Bonnie Wells o' Wearie (The)
BONNIE WELLS O' WEARIE, THE. Scottish, Air (4/4 time). G Major. Standard tuning (fiddle). AB. The melody was composed by the self-taught musician John Charles Greive, who proved skilled enough in his craft to lecture on harmony at Heriot-Watt College and to start up a "kind of children's opera" (Neil, 1991). The Wells o' Wearie were to be found in Holyrood Park at the foot of Arthur's Seat opposite 'Samson's Ribs' and were once used by washer women from a nearby village (Echo Bank) and, perhaps because of this, were a gathering place for young men. In 1831 one of Scotland's first railways was built which ran nearby, according to Neil (1991), and was called "The Innocent Railway" because the cars (which carried coal from Dalkeith to Edinburgh) were pulled by horses due to popular fears about the use of steam engines. Words to the tune were written by Alexander MacLagan, a contemporary of Grieve's who lived in Edinburgh and a regular contributor to the Edinburgh Literary Review.

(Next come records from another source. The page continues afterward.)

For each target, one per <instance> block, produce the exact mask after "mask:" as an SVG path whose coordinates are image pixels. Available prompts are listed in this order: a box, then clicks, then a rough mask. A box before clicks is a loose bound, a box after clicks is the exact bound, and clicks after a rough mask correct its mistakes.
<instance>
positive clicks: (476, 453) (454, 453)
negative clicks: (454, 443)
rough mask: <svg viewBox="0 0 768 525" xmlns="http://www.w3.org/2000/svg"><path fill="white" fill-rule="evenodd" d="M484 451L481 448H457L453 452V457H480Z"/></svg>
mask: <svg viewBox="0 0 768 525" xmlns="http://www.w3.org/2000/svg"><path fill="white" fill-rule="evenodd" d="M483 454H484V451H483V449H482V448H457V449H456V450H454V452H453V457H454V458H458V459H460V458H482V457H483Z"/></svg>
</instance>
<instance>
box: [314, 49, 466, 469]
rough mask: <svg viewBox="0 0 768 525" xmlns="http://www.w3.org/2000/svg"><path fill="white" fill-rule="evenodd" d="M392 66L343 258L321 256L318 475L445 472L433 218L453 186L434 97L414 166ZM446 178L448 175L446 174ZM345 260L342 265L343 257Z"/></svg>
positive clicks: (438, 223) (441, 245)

O lang may bonnie lassies fair,
Wi' nature's charms around them,
Still bleach their claes on flow'ry braes
Wi' nae sad cares to wound them.
Lang may her sons' mid fairy scenes,
Wi' hearts richt leal and cheerie,
Still meet to sing their patriot sangs
Beside the Wells o' Wearie.
Neil (The Scots Fiddle), 1991; No. 20, p. 26.